I Know What You Did Last Summer showrunner talks updating the classic thriller for TV

I Know What You Did Last Summer showrunner talks updating the classic thriller for TV

I Know What You Did Last Summer is back. But this time, it's a TV series with a few new twists up its sleeve.

Based on the 1973 Lois Duncan book, the story follows five teens who hit someone with their car on their graduation night. They then make one bad decision after another and decide to dump the body. Cut to one year later, and suddenly someone starts killing them one by one.

The novel was previously adapted into the 1997 film of the same name, but now the horror tale is making its television debut. EW spoke with showrunner Sara Goodman (Preacher, Gossip Girl) about what to expect from this latest iteration.

I Know What You Did Last Summer
I Know What You Did Last Summer

Michael Desmond/Amazon Studios Madison Iseman stars in the new 'I Know What You Did Last Summer' TV series

ENTERTAINMENT WEEKLY: How did this project come together?

SARA GOODMAN: It's funny because everyone asks me, "What are my favorite horror movies?" and "Did I always love horror?" And I like horror, but I wouldn't call myself a horror writer. I like psychological tension. I like drama.
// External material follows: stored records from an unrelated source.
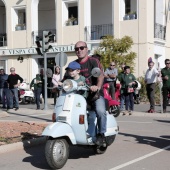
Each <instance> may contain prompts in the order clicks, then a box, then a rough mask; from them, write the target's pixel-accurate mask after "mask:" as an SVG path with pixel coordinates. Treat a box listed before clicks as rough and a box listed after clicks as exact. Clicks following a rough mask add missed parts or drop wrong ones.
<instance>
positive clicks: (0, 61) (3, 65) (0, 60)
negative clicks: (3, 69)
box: [0, 60, 7, 72]
mask: <svg viewBox="0 0 170 170" xmlns="http://www.w3.org/2000/svg"><path fill="white" fill-rule="evenodd" d="M0 69H4V70H5V72H6V71H7V70H6V61H5V60H0Z"/></svg>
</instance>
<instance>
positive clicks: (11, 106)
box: [0, 67, 23, 110]
mask: <svg viewBox="0 0 170 170" xmlns="http://www.w3.org/2000/svg"><path fill="white" fill-rule="evenodd" d="M10 73H11V74H9V75H8V74H6V73H5V71H4V69H1V70H0V101H1V102H2V108H3V109H7V110H9V109H13V108H15V110H18V109H19V101H18V86H19V85H20V83H22V82H23V78H22V77H20V76H19V75H18V74H16V72H15V68H14V67H11V68H10ZM18 82H19V83H18Z"/></svg>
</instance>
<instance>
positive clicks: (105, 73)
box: [104, 62, 118, 99]
mask: <svg viewBox="0 0 170 170" xmlns="http://www.w3.org/2000/svg"><path fill="white" fill-rule="evenodd" d="M117 75H118V71H117V68H115V63H114V62H111V63H110V67H109V68H107V69H106V71H105V72H104V77H105V82H106V83H109V94H110V95H111V97H112V99H115V88H116V79H117Z"/></svg>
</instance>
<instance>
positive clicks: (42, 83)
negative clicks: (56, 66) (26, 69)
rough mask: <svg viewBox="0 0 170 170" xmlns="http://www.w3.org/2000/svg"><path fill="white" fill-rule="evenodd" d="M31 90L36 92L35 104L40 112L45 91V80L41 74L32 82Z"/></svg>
mask: <svg viewBox="0 0 170 170" xmlns="http://www.w3.org/2000/svg"><path fill="white" fill-rule="evenodd" d="M30 89H32V90H33V91H34V97H35V103H36V105H37V110H40V95H41V94H42V91H43V80H42V76H41V70H40V74H36V77H35V78H34V79H33V80H32V81H31V84H30Z"/></svg>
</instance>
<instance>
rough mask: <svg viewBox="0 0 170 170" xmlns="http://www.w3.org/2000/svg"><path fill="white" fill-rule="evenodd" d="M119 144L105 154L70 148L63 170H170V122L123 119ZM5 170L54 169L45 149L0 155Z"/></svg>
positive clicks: (32, 150) (131, 116) (71, 147)
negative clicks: (49, 164) (50, 164)
mask: <svg viewBox="0 0 170 170" xmlns="http://www.w3.org/2000/svg"><path fill="white" fill-rule="evenodd" d="M117 122H118V125H119V127H120V131H119V134H118V135H117V137H116V139H115V142H114V143H113V144H112V145H111V146H109V147H108V149H107V151H106V153H105V154H102V155H95V154H94V152H93V150H92V149H86V148H82V147H70V156H69V159H68V161H67V163H66V165H65V166H64V167H63V168H62V169H63V170H70V169H74V170H87V169H88V170H118V169H122V170H159V169H162V170H170V164H169V156H170V118H169V117H168V118H167V117H160V116H159V117H155V116H154V115H153V116H150V117H148V116H133V115H132V116H119V117H118V118H117ZM0 157H1V159H0V169H1V170H11V169H12V170H18V169H27V170H34V169H50V167H49V166H48V164H47V162H46V160H45V155H44V145H40V146H37V147H32V148H29V149H28V148H27V149H24V150H16V151H12V152H9V153H4V154H1V155H0Z"/></svg>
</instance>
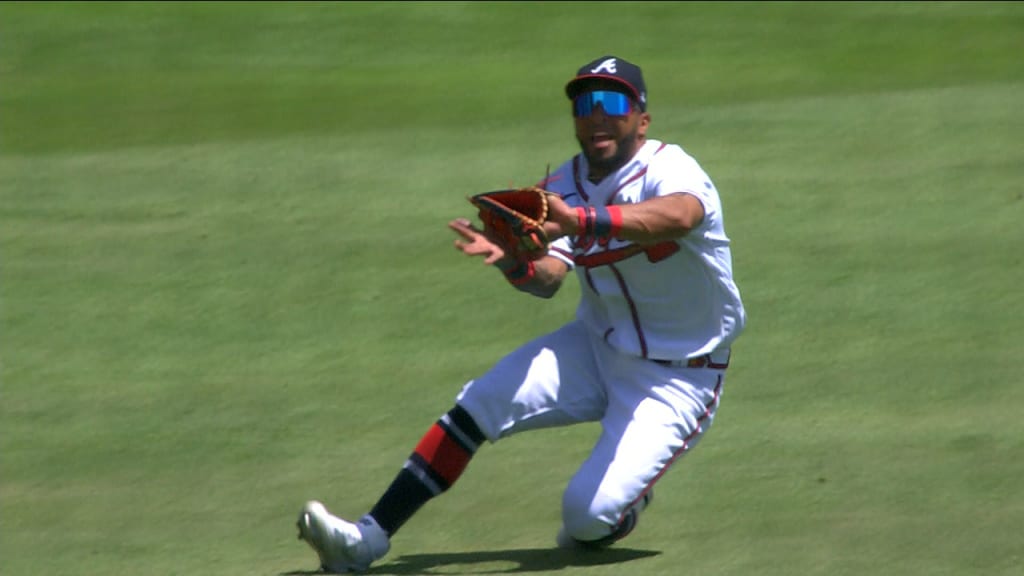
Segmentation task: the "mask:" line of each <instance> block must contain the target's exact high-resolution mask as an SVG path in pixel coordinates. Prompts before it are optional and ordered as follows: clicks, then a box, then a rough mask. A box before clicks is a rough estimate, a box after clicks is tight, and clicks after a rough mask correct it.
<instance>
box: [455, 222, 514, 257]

And I like blood and stuff as well, so I think everybody [at] Amazon and Sony probably felt like [this would be like] Preacher and Gossip Girl had a f---ed up baby. It's kind of where my sweet spot might be. At first I was hesitant because you don't want to take a title like that and not find a new way to tell the story, and at the same time [you want to] be respectful to the old.

Was that the biggest challenge in balancing what people love while still making it feel fresh and different?

The book came out 50 years ago, and the movie came out 25 years ago, and we live in a very different time. There weren't cell phones. And this is a very different platform. I'm not interested in just doing a slasher for eight hours. I think that would get very boring. The most important thing was to create something with kids that live in this time and [something] that feels authentic to what everybody's dealing with — the public personas, the private personas, the identity stuff, the personal secrets, those kinds of dramas — and then try not to alienate the die-hard fans of the original movie and the original book. So it was really that balance. But it's for a new generation.

I love that one of the main characters is an influencer. Just updating the story that way already changes it so much.

Yeah. She's doing an Instagram story when the accident happens. [Laughs]

My favorite thing you've done in this show is put twins at the center of it. What did you like about making this more of a familial story?

What's so interesting about the story for me is: What is really going on with these kids? It's about who they think they are coming into that accident, who they think they are afterward, and the secrets they brought in with them. [Having] the twins was a way of externalizing that, and in horror you almost never meet the families. Like when do you meet the parents? So rarely. But I think in terms of telling a story where there are secrets and lies and a community and all these other things going on relationship-wise with the characters, it's interesting to know where those traits come from — what they're sharing and not sharing with their parents, which parents get in on it, which don't. Also, the parents are very messy — and in my experience, parents are messy.

What was the process for casting Madison Iseman as the twins?

I saw 1,000 young women, and I found it very hard to find young women who didn't just turn [the characters] into caricatures where one was shy and kind of sweet, and one was outgoing and the overachieving partier. With Maddie, all those nuances were there. And I just kept seeing these new pieces of her in everything she did. I mean, the poor girl had to do a dance by herself on Zoom in the audition. But once we started talking and working together, it was just so clear that she was it. For me, the thing Maddie had was, I always felt what was going on inside her without her having to overact or be melodramatic. It was always just there.

I Know What You Did Last Summer premieres Oct. 15 on Amazon Prime. Watch the trailer for it above.

This interview has been edited and condensed for length and clarity.